Namun, ada ironi yang menggelitik. Banyak pengguna ojek online adalah mereka yang dulu "eksis" di pintu angkot. Dulu nggandul, sekarang main HP sambil menunggu driver datang. Mungkin ini evolusi manusia versi transportasi.
Nostalgia yang Tergerus Zaman
Bagi saya, ada rindu pada kesederhanaan transportasi di masa lalu. Sopir yang hapal rute tanpa GPS. Penumpang yang ngobrol tanpa perlu khawatir privasi dilanggar kamera ponsel. Bahkan, kesal karena sopir muter-muter cari penumpang adalah bagian dari cerita. Tapi apa daya, perkembangan zaman tak bisa dilawan.
Tating, seorang guru ASN, masih setia menggunakan angkot. "Walau sering harus nunggu lama, angkot itu nostalgia. Saya masih ingat, dulu kami suka kumpul uang buat ongkos teman yang rumahnya jauh. Rasanya seperti keluarga," kenangnya.

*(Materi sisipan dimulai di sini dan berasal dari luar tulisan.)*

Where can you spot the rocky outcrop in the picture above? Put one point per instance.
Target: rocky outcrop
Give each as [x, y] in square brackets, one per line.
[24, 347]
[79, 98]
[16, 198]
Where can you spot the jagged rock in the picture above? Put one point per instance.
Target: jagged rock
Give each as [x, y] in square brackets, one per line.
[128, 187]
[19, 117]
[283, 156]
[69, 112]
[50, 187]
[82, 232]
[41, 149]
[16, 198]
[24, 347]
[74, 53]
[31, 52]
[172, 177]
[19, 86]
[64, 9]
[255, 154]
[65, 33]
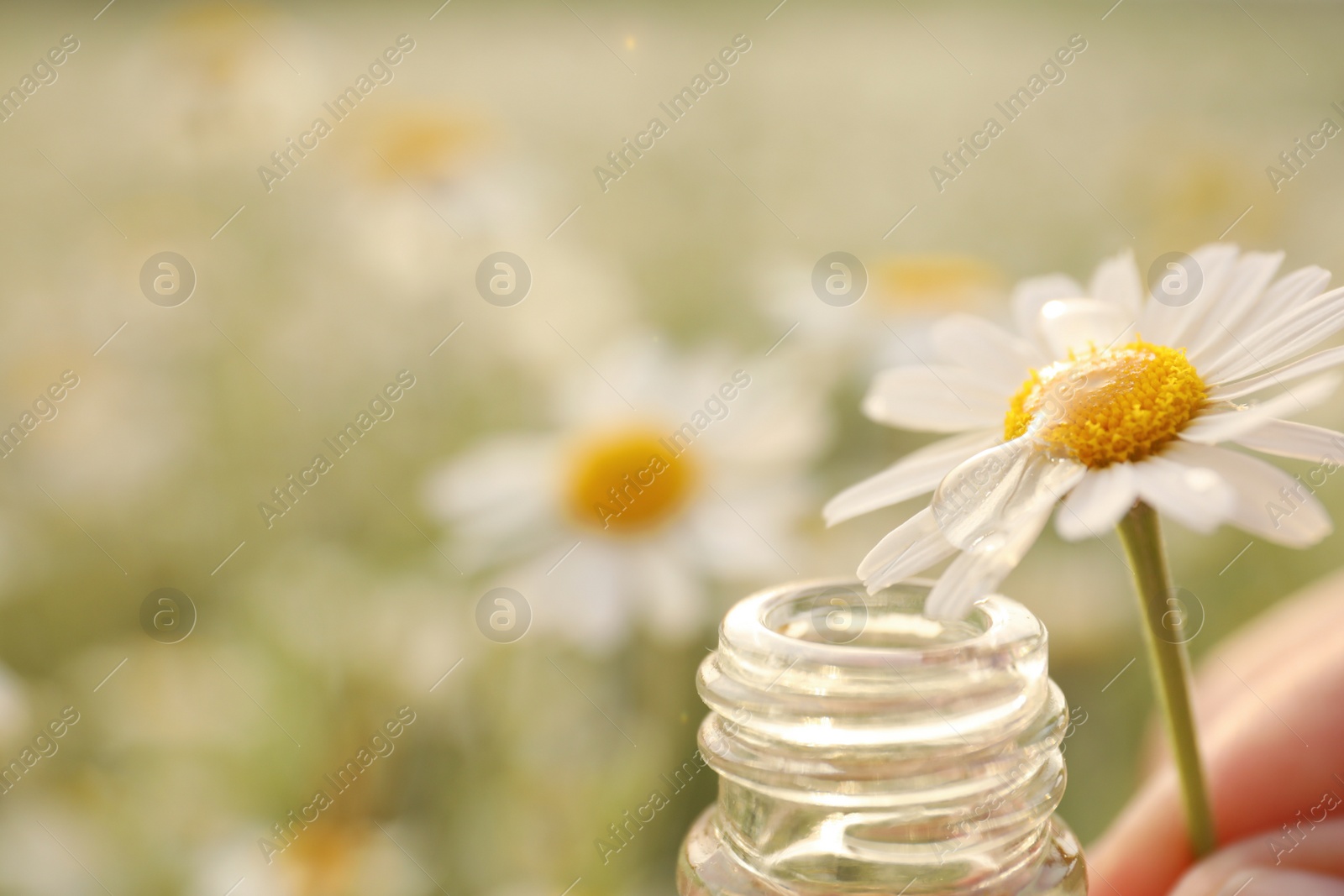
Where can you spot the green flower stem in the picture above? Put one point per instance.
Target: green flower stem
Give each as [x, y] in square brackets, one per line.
[1142, 533]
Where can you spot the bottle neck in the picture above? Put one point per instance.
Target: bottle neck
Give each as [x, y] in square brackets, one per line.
[862, 746]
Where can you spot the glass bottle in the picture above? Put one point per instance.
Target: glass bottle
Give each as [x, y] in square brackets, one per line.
[864, 748]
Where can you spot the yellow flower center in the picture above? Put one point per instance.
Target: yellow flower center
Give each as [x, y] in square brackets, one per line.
[627, 481]
[1108, 406]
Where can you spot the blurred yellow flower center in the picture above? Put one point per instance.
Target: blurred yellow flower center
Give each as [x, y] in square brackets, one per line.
[1108, 406]
[627, 481]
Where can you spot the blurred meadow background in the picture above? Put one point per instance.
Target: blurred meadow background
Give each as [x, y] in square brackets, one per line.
[355, 604]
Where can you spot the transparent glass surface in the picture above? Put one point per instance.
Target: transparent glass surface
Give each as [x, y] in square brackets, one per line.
[864, 748]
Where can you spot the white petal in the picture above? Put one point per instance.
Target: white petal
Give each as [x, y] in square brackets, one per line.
[1287, 438]
[1079, 324]
[1196, 497]
[936, 399]
[1032, 293]
[1221, 426]
[1281, 338]
[1304, 367]
[972, 342]
[1268, 501]
[1227, 311]
[911, 547]
[1116, 282]
[1169, 325]
[1097, 503]
[917, 473]
[1287, 295]
[1005, 539]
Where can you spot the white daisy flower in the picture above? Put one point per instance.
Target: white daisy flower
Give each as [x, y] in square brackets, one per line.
[1100, 401]
[628, 512]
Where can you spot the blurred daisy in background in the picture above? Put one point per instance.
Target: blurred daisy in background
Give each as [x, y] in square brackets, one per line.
[664, 474]
[1101, 401]
[890, 322]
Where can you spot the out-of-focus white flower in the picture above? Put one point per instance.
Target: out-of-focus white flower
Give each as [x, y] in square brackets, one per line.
[1104, 401]
[905, 296]
[663, 474]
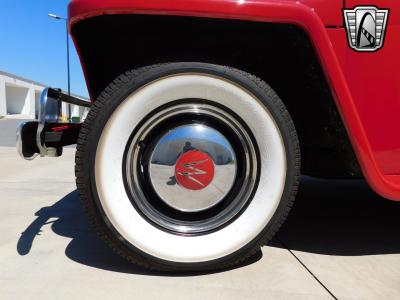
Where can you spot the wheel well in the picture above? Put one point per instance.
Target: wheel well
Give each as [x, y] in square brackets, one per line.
[280, 54]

Namun, Tating tahu bahwa nostalgia saja tidak cukup untuk mempertahankan eksistensi angkot. Ia berharap ada pembaruan, mulai dari fasilitas yang lebih nyaman hingga trayek yang lebih jelas.
"Kalau nggak berubah, angkot akan punah. Tapi saya yakin, kalau dibenahi, pasti masih ada harapan," tambahnya.
Harapan di Tengah Keterbatasan
Para sopir seperti Syamsudin dan Johan tetap optimistis. Meski sulit, mereka percaya rezeki selalu ada. "Kadang ada penumpang yang bawa barang belanjaan dari pasar. Itu sudah lumayan. Yang penting tetap usaha," kata Johan sambil menyalakan rokok di terminal.
Namun, optimisme saja tidak cukup. Diperlukan gebrakan dari pemerintah untuk menyelamatkan moda transportasi konvensional ini. Apakah itu berupa subsidi, peremajaan kendaraan, atau integrasi dengan transportasi modern, sesuatu harus dilakukan. Jika tidak, cerita angkot hanya akan menjadi kenangan yang diceritakan dari generasi ke generasi.
Dan saya? Sesekali, saya ingin merasakan lagi sensasi "ba gantung." Tapi kali ini, bukan karena gaya, melainkan karena rindu akan masa lalu yang sederhana. Kiri, Om, belakang yang bayar! Ah, Palu, kau penuh cerita.